La Flouve: Une maison qui traverse les époques
À compter d’aujourd’hui, une semaine sur deux, Métro présente ses coups de cÅ“ur dans les domaines de l’architecture et du design.
Déambuler dans la maison La Flouve, c’est comme passer d’une époque à une autre. Partant d’une petite maison datant de 1811 située à proximité de l’eau dans le quartier Ahuntsic, sur l’île de Montréal, l’architecte québécois de renommée internationale Pierre Thibault a donné naissance à une grande maison-nature ou le 19e et le 21e siècle se côtoient harmonieusement.
«La Flouve, c’est une maison contemporaine qui dialogue avec une maison ancestrale», explique l’architecte plusieurs fois primé qui vient tout juste de publier le livre Les maisons-nature, où l’histoire de neuf de ses réalisations, dont la Flouve, sont racontées et illustrées.
Cette maison unique en son genre appartient à Lise Bissonnette, auteure, ancienne éditrice du quotidien Le Devoir et ancienne directrice générale de Bibliothèque et Archives nationales du Québec, et son conjoint Godefroy-M. Cardinal. Ceux-ci avaient d’abord acheté la petite maisonnette, qui leur servait de studio d’écriture. Celle-ci est maintenant une habitation d’un peu moins de 400 m2.
Deux maisons en une
La première idée du duo et de l’architecte fut de construire une rallonge à la maison qui aurait été dans le même style que la construction d’époque. Mais après avoir bien pris connaissance des lieux et du terrain avoisinant, l’architecte a plutôt choisi de construire une deuxième maison de style contemporaine, très ouverte sur la nature, qui serait reliée par un passage vitré, un «cordon ombilical» à la première maison.
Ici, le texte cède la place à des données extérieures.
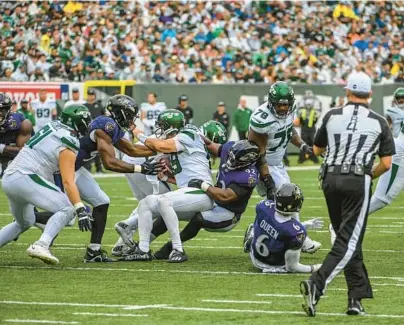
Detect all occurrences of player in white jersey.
[248,81,321,253]
[140,93,167,136]
[115,109,213,262]
[0,108,92,264]
[31,89,57,132]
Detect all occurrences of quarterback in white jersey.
[0,108,92,264]
[31,89,57,132]
[248,81,321,253]
[369,88,404,214]
[140,93,167,136]
[115,109,213,262]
«Il y a donc deux maisons sur le site, chacune ayant sa spécificité propre, et qui sont en dialogue», explique M. Thibault. Dans la demeure ancestrale, les poutres de bois sont bien apparentes, les fenêtres sont plus petites et l’ambiance y est feutrée. Un escalier en colimaçon relie le rez-de-chaussée, servant de grande salle de lecture, à l’étage, où se trouve le studio d’écriture.
La maison contemporaine est quant à elle très lumineuse, étant abondamment fenêtrée. À la faveur du dénivelé du terrain, les fenêtres s’élèvent même, sur une face, du rez-de-jardin jusqu’au troisième étage. «À certains endroits dans la demeure, on a presque l’impression de marcher dehors, raconte Pierre Thibault, pour qui l’harmonie d’une maison avec la nature est primordiale. Il faut que la relation avec l’environnement soit la plus fructueuse possible», ajoute-t-il, racontant avoir intégré et orienté la Flouve vers le boisé adjacent et avoir tout fait pour préserver les arbres existants durant la construction.
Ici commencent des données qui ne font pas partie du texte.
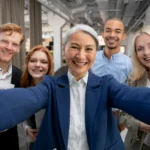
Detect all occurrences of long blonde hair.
[129,26,150,83]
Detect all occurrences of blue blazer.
[0,73,150,150]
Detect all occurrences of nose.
[77,48,86,59]
[144,47,150,55]
[35,61,41,67]
[110,31,116,37]
[6,43,12,50]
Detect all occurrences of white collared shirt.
[0,65,14,132]
[144,79,150,146]
[68,72,89,150]
[0,64,12,84]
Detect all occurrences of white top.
[68,72,89,150]
[0,65,15,132]
[144,79,150,146]
[0,65,12,85]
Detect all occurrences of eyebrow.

Comptant une quinzaine de maisons-nature parmi ses réalisations, Pierre Thibault a beaucoup contribué à faire connaître au Québec ce type de construction, qui se veut respectueux de l’environnement.
Uniforme…
Malgré le contraste entre les styles et les époques des deux bâtiments, c’est avec le souci de conférer une certaine uniformité à l’habitation que la maison contemporaine a été pensée. Une logique et des matériaux similaires à ceux de la maison ancestrale se retrouvent en effet dans la nouvelle construction.
Du bardeau de cèdre recouvre les deux unités. Le bois de pin, utilisé dans la première, est aussi très présent dans la deuxième, et les structures de la maison contemporaine sont mises en évidence comme celles de son ancêtre. «L’idée était de construire la nouvelle partie de la même façon que l’auraient fait aujourd’hui les gens qui ont construit la maison au 19e siècle», explique M. Thibault.
… et pleine de diversité
Et bien que la maison se veuille cohérente, Pierre Thibault ajoute avoir beaucoup travaillé afin d’y créer de la diversité. «Les espaces dans une maison doivent être différents les uns des autres, affirme-t-il. Il y a des espaces pour manger, dormir, écrire, lire… On doit créer des espaces qui permettent la meilleure adéquation possible entre la pièce et ce qu’on y fait. Une maison est là pour rendre notre vie encore meilleure.»
Et à en croire le témoignage de Lise Bissonnette dans Les maisons-natures, c’est mission accomplie pour Pierre Thibault. «Aucun endroit n’y est semblable à un autre», raconte Mme Bissonnette, ajoutant en conclusion qu’habiter la Flouve «est un privilège».
Maison-nature : un concept viable en ville
Selon l’architecte Pierre Thibault, le concept de maison-nature est facilement réalisable en ville. «Les cours intérieures sont assez fréquentes à Montréal, souligne l’architecte. Un petit jardin peut condenser la nature. Il suffit d’utiliser cet espace et d’y orienter l’habitation.»